Association for Los Angeles Deputy Sheriffs v. County of Los Angeles

MEMORANDUM *

The Association for Los Angeles Deputy Sheriffs and the County of Los Angeles bring cross-appeals of the district court’s grants of summary judgment in a case concerning the requirements of due process when law enforcement officers are charged with felonies and suspended without pay. We have jurisdiction under 28 U.S.C. § 1291, and we affirm.

This is the second appeal of this case. A detailed factual recitation is found in Association for Los Angeles Deputy Sheriffs v. County of Los Angeles (ALADS), 648 F.3d 986, 989-91 (9th Cir.2011).

On remand, the district court granted summary judgment against plaintiffs Debs and O’Donoghue. “We review de novo the district court’s grant of summary judgment.” Oswalt v. Resolute Indus., Inc., 642 F.3d 856, 859 (9th Cir.2011). Debs and O’Donoghue argue that the ten-day evidentiary hearings they received following their suspensions were inadequate because the County applied a blanket policy of upholding all suspensions based on felony charges. Even if the County followed such a policy, no due process violation resulted because Debs and O’Donoghue were free to challenge the Commission’s orders in state court. See Cal.Civ.Proc.Code §§ 1094.5(a), 1094.6(e); Hudson v. Palmer, 468 U.S. 517, 533, 104 S.Ct. 3194, 82 L.Ed.2d 393 (1984) (holding that a deprivation of property does not violate due process if “adequate state post-deprivation remedies are available”).
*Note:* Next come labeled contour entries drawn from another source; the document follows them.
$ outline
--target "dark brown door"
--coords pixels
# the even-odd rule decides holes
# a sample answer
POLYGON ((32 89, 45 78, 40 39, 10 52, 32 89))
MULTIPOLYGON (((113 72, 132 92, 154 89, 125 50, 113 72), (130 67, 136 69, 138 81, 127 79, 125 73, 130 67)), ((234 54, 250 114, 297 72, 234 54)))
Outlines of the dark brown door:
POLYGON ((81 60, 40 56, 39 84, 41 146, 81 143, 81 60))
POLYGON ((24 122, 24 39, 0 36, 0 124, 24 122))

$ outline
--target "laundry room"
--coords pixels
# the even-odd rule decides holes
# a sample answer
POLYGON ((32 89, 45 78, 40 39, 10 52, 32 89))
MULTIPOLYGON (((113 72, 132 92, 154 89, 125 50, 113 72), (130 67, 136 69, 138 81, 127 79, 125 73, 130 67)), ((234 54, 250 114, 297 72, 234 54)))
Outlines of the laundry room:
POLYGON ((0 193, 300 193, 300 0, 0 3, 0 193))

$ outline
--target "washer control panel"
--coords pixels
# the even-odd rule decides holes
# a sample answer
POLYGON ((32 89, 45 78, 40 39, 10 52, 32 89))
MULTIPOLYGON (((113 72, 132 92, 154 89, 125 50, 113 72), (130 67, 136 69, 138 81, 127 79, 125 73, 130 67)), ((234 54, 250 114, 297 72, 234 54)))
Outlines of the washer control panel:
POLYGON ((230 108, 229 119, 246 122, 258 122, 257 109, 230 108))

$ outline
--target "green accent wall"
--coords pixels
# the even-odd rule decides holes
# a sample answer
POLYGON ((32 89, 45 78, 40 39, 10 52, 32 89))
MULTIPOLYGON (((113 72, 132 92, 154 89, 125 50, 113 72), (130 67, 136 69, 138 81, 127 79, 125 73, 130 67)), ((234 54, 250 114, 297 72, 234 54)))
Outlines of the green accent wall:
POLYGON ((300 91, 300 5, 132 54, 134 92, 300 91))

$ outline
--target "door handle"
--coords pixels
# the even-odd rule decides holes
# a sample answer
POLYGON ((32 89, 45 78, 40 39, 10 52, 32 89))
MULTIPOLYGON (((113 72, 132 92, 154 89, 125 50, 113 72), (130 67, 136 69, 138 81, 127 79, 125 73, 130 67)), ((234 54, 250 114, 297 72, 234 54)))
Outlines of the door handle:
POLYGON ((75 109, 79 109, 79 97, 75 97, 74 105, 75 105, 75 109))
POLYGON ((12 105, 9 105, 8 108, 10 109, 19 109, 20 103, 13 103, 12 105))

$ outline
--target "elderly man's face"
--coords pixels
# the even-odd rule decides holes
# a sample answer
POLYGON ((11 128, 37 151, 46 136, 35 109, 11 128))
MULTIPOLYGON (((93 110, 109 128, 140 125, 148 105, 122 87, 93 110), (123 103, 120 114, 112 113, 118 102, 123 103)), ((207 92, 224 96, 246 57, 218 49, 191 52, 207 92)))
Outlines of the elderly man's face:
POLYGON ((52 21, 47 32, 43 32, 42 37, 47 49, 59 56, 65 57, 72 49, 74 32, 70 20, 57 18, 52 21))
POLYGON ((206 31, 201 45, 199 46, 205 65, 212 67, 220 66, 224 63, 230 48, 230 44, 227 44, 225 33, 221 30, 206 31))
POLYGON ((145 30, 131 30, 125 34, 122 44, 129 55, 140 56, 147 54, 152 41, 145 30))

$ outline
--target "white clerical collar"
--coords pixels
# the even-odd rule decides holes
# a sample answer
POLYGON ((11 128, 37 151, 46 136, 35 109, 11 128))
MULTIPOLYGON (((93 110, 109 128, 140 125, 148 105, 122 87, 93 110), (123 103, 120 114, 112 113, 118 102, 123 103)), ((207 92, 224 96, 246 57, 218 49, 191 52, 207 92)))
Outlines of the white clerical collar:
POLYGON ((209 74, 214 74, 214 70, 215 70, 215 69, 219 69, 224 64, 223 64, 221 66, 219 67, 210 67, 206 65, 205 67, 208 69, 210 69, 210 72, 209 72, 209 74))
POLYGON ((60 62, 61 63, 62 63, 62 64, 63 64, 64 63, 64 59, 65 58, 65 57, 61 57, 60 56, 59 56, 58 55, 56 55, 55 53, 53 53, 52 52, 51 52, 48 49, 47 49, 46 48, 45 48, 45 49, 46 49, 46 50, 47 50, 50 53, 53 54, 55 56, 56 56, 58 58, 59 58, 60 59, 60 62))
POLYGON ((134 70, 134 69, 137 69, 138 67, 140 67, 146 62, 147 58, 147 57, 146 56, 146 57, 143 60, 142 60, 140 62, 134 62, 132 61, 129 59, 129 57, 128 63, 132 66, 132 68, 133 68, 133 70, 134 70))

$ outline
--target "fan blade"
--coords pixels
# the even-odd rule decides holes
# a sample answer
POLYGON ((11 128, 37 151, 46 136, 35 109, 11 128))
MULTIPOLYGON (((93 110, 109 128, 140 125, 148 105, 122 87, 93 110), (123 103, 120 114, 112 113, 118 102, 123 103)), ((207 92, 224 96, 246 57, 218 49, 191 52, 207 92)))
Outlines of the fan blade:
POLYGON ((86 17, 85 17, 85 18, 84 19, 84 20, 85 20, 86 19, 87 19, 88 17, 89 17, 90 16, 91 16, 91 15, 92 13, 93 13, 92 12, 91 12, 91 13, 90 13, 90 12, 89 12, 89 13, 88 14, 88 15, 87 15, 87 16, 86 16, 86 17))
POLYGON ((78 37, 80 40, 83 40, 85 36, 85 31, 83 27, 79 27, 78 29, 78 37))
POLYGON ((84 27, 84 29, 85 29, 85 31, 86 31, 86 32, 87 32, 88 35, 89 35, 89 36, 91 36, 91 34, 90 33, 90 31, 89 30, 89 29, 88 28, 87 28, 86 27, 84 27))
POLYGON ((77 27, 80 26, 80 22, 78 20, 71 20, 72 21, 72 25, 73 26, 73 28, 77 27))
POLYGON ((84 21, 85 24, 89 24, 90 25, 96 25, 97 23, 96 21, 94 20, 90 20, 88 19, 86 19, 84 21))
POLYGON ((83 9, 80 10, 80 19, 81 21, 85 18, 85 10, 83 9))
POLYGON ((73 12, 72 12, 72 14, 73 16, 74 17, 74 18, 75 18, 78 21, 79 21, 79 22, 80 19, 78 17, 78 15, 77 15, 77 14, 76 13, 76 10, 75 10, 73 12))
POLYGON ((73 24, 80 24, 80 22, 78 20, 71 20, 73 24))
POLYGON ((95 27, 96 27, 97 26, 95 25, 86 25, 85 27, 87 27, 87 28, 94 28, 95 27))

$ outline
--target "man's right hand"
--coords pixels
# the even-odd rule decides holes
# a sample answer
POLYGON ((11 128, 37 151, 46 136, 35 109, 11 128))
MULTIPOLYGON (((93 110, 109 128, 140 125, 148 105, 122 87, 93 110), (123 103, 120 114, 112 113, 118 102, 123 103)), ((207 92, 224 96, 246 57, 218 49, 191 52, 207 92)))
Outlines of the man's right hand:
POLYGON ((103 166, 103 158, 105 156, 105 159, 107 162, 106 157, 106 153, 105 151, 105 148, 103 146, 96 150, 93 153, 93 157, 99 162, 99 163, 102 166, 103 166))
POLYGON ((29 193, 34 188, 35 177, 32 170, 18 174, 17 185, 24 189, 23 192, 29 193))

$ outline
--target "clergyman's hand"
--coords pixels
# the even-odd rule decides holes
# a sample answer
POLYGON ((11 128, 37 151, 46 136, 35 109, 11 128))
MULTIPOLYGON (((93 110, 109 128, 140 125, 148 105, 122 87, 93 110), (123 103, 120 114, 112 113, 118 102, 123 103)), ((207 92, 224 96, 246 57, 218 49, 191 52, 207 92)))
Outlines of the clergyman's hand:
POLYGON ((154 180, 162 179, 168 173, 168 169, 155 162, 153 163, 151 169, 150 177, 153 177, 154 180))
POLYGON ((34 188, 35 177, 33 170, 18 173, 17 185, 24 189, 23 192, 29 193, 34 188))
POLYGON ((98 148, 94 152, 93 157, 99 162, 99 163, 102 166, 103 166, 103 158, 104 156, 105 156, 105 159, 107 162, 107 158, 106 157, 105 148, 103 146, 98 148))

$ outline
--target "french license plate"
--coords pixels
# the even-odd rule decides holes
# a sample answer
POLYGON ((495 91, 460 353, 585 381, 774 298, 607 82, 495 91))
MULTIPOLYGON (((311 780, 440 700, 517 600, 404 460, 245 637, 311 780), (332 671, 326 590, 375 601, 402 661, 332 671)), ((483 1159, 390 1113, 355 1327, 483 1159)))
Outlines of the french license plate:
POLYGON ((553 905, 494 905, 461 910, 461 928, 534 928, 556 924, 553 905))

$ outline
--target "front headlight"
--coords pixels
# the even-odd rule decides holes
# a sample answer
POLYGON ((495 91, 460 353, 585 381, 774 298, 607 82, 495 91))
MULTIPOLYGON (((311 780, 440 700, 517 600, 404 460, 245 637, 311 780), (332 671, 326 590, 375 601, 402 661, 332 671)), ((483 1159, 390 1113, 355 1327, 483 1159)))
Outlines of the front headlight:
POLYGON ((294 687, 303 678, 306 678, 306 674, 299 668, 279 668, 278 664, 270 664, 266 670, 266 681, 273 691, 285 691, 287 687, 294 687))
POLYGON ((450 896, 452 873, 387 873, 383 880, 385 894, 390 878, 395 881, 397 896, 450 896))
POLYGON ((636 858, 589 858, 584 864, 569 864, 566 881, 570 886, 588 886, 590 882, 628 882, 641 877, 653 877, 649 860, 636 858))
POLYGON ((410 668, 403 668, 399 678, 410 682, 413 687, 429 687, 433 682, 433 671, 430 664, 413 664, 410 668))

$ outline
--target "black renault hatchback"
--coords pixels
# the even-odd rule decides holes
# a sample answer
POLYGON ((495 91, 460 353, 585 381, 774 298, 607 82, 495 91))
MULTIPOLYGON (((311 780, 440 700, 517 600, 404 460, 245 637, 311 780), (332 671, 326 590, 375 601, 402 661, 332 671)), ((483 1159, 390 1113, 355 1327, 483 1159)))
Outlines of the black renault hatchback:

The district court determined that because it granted summary judgment against Debs and O’Donoghue, they were not prevailing parties and not entitled to attorney’s fees. “We review a district court’s decision to deny attorney’s fees for an abuse of discretion” and “review a district court’s determination regarding ‘prevailing party’ status de novo.” La Asociacion de Trabajadores de Lake Forest v. City of Lake Forest, 624 F.3d 1083, 1089 (9th Cir.2010). “[T]o qualify as a prevailing party, a civil rights plaintiff must obtain at least some relief on the merits of his claim. The plaintiff must obtain an enforceable judgment against the defendant ... or comparable relief through a consent decree or settlement. Whatever relief the plaintiff secures must directly benefit him at the time of the judgment or *714settlement.” Farrar v. Hobby, 506 U.S. 103, 111, 113 S.Ct. 566, 121 L.Ed.2d 494 (1992) (citations omitted). Debs and O’Do-noghue did not obtain an enforceable judgment or any comparable relief against the County that would render them prevailing parties. Therefore, we affirm the district court’s denial of attorney’s fees to Debs and O’Donoghue.

The district court granted summary judgment in favor of plaintiffs Wilkinson and Sherr, who did not receive any type of post-suspension hearings. We previously concluded that Wilkinson and Sherr did not receive “sufficient post-suspension process to satisfy constitutional requirements” and that the County had a “constitutional obligation to provide'some form of post-suspension hearings.” ALADS, 648 F.3d at 993. We therefore affirm the district court’s grant of summary judgment.

The district court granted attorney’s fees to Wilkinson and Sherr but awarded them only nominal damages, finding that the deputies “failed to offer adequate proof of actual injury.” The district court did not err in its determinations that the loss of back pay was not causally related to the due process claim on which Wilkinson and Sherr prevailed, that they offered no evidence of medical expenses incurred, and that they offered insufficient evidence of physical and emotional injury as a result of the denial of due process. We therefore affirm the district court’s award of nominal damages.

The district court denied the plaintiffs’ motion to amend their complaint to add three other deputies who received suspensions resulting from unrelated incidents, finding that the claims of the three proposed plaintiffs were barred by the statute of limitations. “We review the denial of a motion to amend for abuse of discretion.” Hall v. City of Los Angeles, 697 F.3d 1059, 1072 (9th Cir.2012). Neither the relation back doctrine nor the equitable tolling doctrine serve to make timely the claims of the proposed plaintiffs. See Bartolo v. Super. Ct, 51 Cal.App.3d 526, 124 Cal.Rptr. 370, 374-75 (1975) (holding that the claims of a “new and additional party” do not relate back to a timely filed complaint unless the new party was substituted for an original party erroneously joined); Collier v. City of Pasadena, 142 Cal.App.3d 917, 191 Cal.Rptr. 681, 685 (1983) (holding that a party is not entitled to equitable tolling unless that party acted reasonably and in good faith to assert his claims during the limitations period). We affirm the district court’s denial of the motion to amend the complaint.

AFFIRMED.

This disposition is not appropriate for publication and is not precedent except as provided by 9th Cir. R. 36-3.